How to Seduce Using the Color Red
Men like women who
wear red.
It’s as simple as
it sounds.
How We’re Framed
Researchers from
Loveawake dating site had participants
look at a woman’s photo. The frame was either red or another color.
Participants were then asked the question: “How pretty do you think this woman
is?”
The results were
clear. Women framed by red were considered definitively more desirable.
A subsequent study
went one step further: it found that men were willing to spend much more money
on a woman who was wearing red. Men were also more likely to ask intimate
questions and sit next to women in red.
Social Conditioning?
Dating back to our
earliest days, humans have been programmed to appreciate the color red. To the
hunter-gatherers, red had magical properties. Ancient people often streaked
their bodies with red ochre to protect against danger.
In subsequent
centuries, red clothing signified a person’s nobility. The ancient Roman elite,
called coccinati, were
quite literally the “men who wore red.”
In particular,
there has been a profound association between ‘red’ and ‘love’ (just pick
up The Scarlet Letter). In Ancient Greece, the red rose
signified Aphrodite (today, Greek brides still wear red). In Europe, the red
apple in Snow White represented temptation and lust. And in
Hollywood, red continually symbolizes sex, sin, and box-office success—from
Pretty Woman to The Woman in Red to the new, hyper-sexualized Red Riding Hood.
What’s going on?
Has years of conditioning turned us into drooling, Pavlovian dogs at the sight
of red?
Social
conditioning certainly seems to be at the heart of female attraction
toward the color.
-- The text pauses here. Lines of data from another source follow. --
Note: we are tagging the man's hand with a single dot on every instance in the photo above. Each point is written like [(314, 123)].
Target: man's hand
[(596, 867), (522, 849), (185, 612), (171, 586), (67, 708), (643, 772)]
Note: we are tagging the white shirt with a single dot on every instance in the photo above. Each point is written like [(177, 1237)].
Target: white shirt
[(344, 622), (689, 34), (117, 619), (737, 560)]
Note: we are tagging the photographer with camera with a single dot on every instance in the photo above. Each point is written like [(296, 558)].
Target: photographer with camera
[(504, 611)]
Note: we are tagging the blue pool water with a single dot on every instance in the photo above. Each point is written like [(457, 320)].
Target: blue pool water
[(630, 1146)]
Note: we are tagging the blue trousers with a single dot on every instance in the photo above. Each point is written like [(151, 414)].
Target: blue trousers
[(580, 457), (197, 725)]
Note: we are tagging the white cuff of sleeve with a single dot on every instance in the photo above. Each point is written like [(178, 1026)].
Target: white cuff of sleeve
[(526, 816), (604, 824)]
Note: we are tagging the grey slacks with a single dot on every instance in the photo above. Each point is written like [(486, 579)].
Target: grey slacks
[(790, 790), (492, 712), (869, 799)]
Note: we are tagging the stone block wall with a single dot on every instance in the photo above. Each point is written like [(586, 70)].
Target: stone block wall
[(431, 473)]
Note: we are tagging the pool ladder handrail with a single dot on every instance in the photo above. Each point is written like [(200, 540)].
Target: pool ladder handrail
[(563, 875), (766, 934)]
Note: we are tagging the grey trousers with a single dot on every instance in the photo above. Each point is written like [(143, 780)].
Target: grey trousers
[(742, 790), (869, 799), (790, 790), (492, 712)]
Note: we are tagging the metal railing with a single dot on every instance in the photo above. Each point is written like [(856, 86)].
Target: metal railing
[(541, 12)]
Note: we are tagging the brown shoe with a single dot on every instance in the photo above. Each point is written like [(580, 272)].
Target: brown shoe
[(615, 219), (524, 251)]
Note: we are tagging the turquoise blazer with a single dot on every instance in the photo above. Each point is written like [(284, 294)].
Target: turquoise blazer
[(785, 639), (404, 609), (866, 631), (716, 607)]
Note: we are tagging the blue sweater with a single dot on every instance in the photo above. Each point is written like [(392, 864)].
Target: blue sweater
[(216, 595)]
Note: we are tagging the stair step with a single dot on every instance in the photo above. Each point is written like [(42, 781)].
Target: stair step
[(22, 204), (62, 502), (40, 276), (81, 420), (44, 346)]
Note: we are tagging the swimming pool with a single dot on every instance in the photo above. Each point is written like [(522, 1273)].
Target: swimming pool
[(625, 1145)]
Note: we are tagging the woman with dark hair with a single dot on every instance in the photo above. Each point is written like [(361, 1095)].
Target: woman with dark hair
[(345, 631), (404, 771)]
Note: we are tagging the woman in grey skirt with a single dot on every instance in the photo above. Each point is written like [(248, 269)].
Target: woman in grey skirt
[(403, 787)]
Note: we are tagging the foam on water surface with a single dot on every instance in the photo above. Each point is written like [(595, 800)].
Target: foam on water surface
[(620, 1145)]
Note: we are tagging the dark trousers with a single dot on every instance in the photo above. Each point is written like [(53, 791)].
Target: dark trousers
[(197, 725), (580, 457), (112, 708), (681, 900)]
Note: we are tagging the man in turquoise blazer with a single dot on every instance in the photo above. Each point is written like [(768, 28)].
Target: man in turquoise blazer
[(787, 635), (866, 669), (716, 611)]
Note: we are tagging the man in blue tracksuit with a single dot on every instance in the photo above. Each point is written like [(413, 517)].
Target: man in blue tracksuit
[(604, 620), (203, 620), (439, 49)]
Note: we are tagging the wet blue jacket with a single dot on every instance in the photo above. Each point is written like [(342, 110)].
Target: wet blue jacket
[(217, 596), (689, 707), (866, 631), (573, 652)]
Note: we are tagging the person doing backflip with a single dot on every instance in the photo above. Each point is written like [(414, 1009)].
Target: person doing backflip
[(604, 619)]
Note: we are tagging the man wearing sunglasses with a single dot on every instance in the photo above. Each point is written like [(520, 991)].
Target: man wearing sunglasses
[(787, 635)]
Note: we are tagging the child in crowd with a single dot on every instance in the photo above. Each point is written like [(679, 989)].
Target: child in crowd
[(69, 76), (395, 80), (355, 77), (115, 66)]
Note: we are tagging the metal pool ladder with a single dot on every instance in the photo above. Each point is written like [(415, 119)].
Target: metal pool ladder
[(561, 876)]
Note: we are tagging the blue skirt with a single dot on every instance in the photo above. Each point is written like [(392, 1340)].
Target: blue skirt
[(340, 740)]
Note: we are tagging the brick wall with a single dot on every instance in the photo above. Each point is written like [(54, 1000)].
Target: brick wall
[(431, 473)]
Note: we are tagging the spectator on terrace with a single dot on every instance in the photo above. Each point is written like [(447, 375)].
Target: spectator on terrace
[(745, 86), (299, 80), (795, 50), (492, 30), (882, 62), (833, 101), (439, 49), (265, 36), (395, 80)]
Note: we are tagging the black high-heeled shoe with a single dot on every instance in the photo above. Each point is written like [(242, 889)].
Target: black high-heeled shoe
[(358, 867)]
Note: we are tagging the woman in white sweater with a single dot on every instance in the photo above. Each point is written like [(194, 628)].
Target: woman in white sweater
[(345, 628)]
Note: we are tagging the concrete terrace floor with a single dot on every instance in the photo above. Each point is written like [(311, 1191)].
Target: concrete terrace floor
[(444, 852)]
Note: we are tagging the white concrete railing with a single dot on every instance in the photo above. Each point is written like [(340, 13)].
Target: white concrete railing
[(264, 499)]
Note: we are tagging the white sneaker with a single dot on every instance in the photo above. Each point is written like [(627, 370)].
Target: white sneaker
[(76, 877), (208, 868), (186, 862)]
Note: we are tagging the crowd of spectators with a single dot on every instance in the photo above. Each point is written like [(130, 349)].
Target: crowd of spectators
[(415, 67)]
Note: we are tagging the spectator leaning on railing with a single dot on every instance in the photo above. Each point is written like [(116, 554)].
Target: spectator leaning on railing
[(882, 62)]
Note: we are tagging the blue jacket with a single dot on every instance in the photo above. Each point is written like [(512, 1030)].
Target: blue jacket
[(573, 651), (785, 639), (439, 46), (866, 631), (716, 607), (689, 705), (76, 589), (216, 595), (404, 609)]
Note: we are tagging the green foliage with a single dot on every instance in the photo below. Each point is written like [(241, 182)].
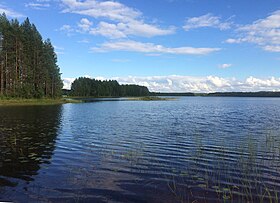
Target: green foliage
[(28, 67), (86, 87)]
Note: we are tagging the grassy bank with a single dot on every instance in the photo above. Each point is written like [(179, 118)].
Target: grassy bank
[(20, 101)]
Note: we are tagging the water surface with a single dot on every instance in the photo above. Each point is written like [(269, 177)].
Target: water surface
[(193, 148)]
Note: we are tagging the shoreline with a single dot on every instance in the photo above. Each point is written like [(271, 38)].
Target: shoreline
[(36, 102)]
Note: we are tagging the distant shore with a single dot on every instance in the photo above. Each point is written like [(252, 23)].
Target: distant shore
[(219, 94), (31, 102)]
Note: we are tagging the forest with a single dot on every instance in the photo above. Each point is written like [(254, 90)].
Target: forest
[(28, 66), (87, 87)]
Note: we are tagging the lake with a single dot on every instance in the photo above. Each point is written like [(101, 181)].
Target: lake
[(198, 149)]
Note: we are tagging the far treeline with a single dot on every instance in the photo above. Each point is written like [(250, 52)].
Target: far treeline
[(28, 65), (87, 87), (222, 94)]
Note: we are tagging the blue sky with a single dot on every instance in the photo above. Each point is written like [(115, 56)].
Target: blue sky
[(167, 45)]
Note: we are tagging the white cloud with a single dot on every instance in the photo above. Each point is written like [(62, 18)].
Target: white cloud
[(68, 29), (134, 46), (59, 50), (177, 83), (225, 65), (86, 41), (208, 20), (85, 24), (124, 20), (122, 30), (120, 60), (263, 32), (38, 6), (9, 12)]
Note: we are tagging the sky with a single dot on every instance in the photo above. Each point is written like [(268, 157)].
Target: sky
[(166, 45)]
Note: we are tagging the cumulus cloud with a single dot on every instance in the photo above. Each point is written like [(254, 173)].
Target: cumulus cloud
[(177, 83), (9, 12), (208, 20), (225, 65), (134, 46), (124, 20), (85, 24), (37, 6), (263, 32)]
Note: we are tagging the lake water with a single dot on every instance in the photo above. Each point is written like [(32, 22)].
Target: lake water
[(199, 149)]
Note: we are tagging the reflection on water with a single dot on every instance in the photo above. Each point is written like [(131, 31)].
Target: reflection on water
[(191, 149), (27, 139)]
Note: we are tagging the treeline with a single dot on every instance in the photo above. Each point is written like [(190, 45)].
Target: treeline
[(28, 66), (245, 94), (87, 87), (221, 94)]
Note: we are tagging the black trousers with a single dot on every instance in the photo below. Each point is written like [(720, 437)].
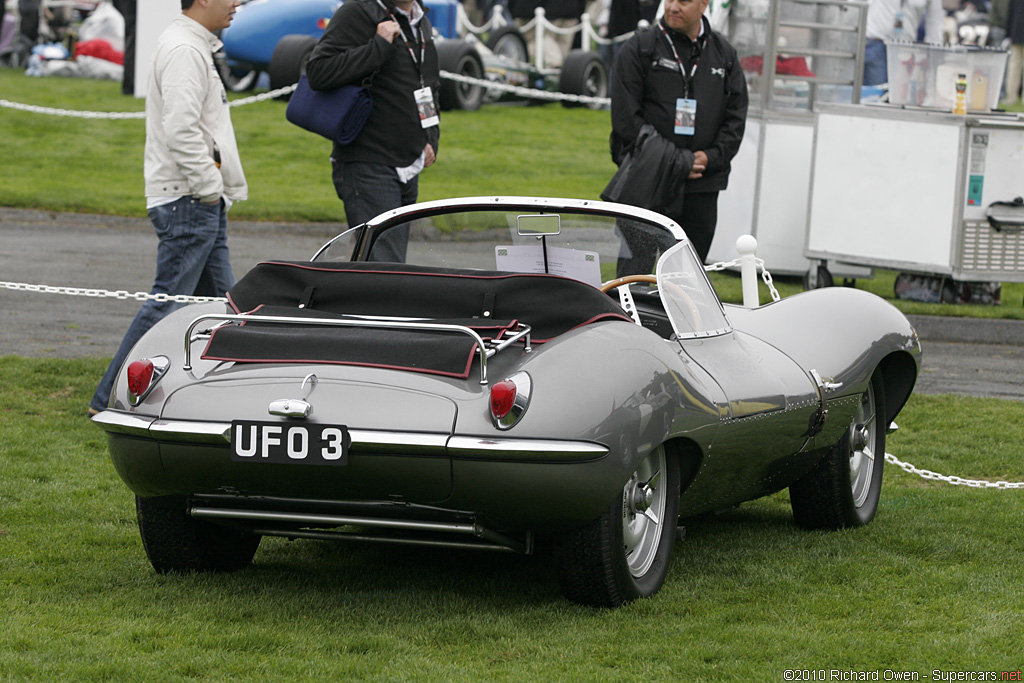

Professor Andrew Elliot from the University of Rochester
said, “We found that women view men in red as higher in status, more likely to
make money and more likely to climb the social ladder. And it’s this
high-status judgment that leads to the attraction.”
Biological Basis
There is, however,
an evolutionary basis to the love of red.
Nonhuman primates
are also drawn to the color. Female chimps turn red when ovulating—a signal
that they are ready to mate. Red increases amorous behavior in male primates,
as evidenced by data showing increased mounting attempts.
“Our findings
confirm what many women have long suspected and claimed,” said the
psychologists at University of Rochester, “that men act like animals in the
sexual realm.”
The Red Zone
So, on your next
date, just think red: cherries, rosé, lipstick, the Red Sox, Santa hats, fire
extinguishers, and London phone booths.
But remember,
‘red’ might get your foot in the door, but it’s going to take some other
qualities to get you the rest of the way. Kindness, loyalty, intelligence,
humor—now those will really give you some color.